In deze zaak heeft de Rechtbank Den Haag op 12 augustus 2024 uitspraak gedaan in een bestuursrechtelijke procedure betreffende de maatregel van bewaring van een eiser met Marokkaanse nationaliteit. De minister van Migratie en Asiel had op 18 juli 2024 de maatregel van bewaring opgelegd op grond van artikel 59, eerste lid, aanhef en onder a, van de Vreemdelingenwet 2000. Eiser heeft tegen dit besluit beroep ingesteld, waarbij hij tevens schadevergoeding heeft verzocht. Tijdens de zitting op 5 augustus 2024 is eiser verschenen, bijgestaan door zijn gemachtigde, en is de zaak uitvoerig besproken.
De rechtbank heeft in haar overwegingen vastgesteld dat eiser's recht op rechtsbijstand niet is geschonden, ondanks de korte spreektijd met zijn gemachtigde. De rechtbank heeft geoordeeld dat de minister voldoende gronden heeft aangevoerd voor de maatregel van bewaring, waaronder het risico dat eiser zich aan het toezicht zou onttrekken. Eiser heeft de zware gronden van de maatregel niet betwist, en de rechtbank heeft geconcludeerd dat deze gronden feitelijk juist en voldoende gemotiveerd zijn.
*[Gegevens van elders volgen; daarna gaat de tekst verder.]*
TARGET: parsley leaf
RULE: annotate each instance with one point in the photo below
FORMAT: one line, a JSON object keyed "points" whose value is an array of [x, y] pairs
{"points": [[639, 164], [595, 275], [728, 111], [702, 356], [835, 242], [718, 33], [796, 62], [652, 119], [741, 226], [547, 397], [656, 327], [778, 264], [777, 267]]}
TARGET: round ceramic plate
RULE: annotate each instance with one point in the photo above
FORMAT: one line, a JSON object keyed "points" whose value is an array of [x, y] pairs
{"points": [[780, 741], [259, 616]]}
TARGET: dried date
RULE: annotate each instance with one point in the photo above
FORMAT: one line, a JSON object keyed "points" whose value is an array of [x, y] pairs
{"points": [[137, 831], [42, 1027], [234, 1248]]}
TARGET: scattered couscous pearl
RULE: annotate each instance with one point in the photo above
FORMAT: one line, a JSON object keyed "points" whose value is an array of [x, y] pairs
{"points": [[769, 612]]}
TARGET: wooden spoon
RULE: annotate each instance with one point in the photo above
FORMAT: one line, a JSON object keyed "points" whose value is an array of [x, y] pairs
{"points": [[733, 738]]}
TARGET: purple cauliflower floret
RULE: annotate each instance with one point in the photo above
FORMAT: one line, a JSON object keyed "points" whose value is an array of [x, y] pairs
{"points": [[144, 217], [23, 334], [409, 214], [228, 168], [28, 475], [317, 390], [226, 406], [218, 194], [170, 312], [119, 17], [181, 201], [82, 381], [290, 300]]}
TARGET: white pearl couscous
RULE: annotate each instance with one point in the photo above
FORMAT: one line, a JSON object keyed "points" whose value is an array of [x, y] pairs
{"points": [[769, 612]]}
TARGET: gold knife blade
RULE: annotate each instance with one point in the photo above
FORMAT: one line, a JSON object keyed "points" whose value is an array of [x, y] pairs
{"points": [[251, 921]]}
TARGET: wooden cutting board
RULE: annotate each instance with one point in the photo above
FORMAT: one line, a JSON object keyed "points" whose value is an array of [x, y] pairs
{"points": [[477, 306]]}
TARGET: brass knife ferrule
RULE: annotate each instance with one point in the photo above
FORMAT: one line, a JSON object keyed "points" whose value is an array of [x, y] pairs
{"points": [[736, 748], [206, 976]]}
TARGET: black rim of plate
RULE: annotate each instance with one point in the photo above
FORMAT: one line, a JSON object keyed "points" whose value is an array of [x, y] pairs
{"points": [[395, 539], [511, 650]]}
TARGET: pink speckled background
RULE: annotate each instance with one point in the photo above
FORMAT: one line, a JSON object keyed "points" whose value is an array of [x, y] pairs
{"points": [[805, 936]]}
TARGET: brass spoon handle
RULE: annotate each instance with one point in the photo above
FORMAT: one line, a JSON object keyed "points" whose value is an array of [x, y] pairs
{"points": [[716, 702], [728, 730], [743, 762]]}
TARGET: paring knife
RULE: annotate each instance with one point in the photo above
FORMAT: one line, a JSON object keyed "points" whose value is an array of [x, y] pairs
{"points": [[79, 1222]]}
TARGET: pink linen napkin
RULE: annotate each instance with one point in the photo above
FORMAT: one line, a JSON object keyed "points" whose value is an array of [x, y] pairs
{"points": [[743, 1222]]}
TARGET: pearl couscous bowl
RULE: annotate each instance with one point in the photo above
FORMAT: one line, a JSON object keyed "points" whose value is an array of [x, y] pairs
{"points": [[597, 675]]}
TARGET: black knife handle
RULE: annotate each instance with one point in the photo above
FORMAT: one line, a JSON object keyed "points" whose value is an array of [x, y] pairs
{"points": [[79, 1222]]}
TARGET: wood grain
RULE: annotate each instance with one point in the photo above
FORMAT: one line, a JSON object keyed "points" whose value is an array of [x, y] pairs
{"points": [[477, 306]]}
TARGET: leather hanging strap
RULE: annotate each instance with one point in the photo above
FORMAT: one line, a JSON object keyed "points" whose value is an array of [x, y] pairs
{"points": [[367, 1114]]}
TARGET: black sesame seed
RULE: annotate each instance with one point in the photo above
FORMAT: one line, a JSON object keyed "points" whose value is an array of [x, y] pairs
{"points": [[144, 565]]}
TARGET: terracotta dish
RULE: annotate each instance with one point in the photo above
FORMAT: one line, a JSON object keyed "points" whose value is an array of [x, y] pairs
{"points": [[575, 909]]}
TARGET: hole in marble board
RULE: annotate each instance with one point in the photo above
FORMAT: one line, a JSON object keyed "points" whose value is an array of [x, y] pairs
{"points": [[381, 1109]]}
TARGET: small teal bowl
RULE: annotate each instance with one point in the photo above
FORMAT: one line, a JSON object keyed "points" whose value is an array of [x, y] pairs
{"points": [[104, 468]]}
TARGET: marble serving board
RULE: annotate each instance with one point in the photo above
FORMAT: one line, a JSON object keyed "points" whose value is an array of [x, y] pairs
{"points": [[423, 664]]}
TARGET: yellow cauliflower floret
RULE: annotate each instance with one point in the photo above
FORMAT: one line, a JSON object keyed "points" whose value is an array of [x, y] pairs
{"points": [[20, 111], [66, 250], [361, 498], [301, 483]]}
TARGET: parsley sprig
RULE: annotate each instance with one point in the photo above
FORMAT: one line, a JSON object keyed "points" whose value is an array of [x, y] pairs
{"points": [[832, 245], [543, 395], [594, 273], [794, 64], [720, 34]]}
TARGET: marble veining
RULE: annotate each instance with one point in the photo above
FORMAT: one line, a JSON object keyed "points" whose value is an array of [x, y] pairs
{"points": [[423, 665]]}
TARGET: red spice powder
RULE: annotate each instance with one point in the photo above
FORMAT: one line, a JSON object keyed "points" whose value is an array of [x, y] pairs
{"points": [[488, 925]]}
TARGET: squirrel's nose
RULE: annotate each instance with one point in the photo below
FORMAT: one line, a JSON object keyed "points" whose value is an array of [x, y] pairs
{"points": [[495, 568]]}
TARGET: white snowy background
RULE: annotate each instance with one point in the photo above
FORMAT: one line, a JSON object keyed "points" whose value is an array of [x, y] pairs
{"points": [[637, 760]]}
Daarnaast heeft de rechtbank de medische situatie van eiser in overweging genomen. Eiser heeft aangegeven dat detentie schadelijk is voor zijn gezondheid en dat hij suïcidale gedachten heeft geuit. De rechtbank heeft echter geoordeeld dat de minister voldoende zorg heeft besteed aan de medische situatie van eiser en dat de medische zorg in detentie gelijkwaardig is aan die in de vrije maatschappij. De rechtbank heeft het beroep ongegrond verklaard en het verzoek om schadevergoeding afgewezen, met de mogelijkheid voor eiser om hoger beroep in te stellen bij de Afdeling bestuursrechtspraak van de Raad van State.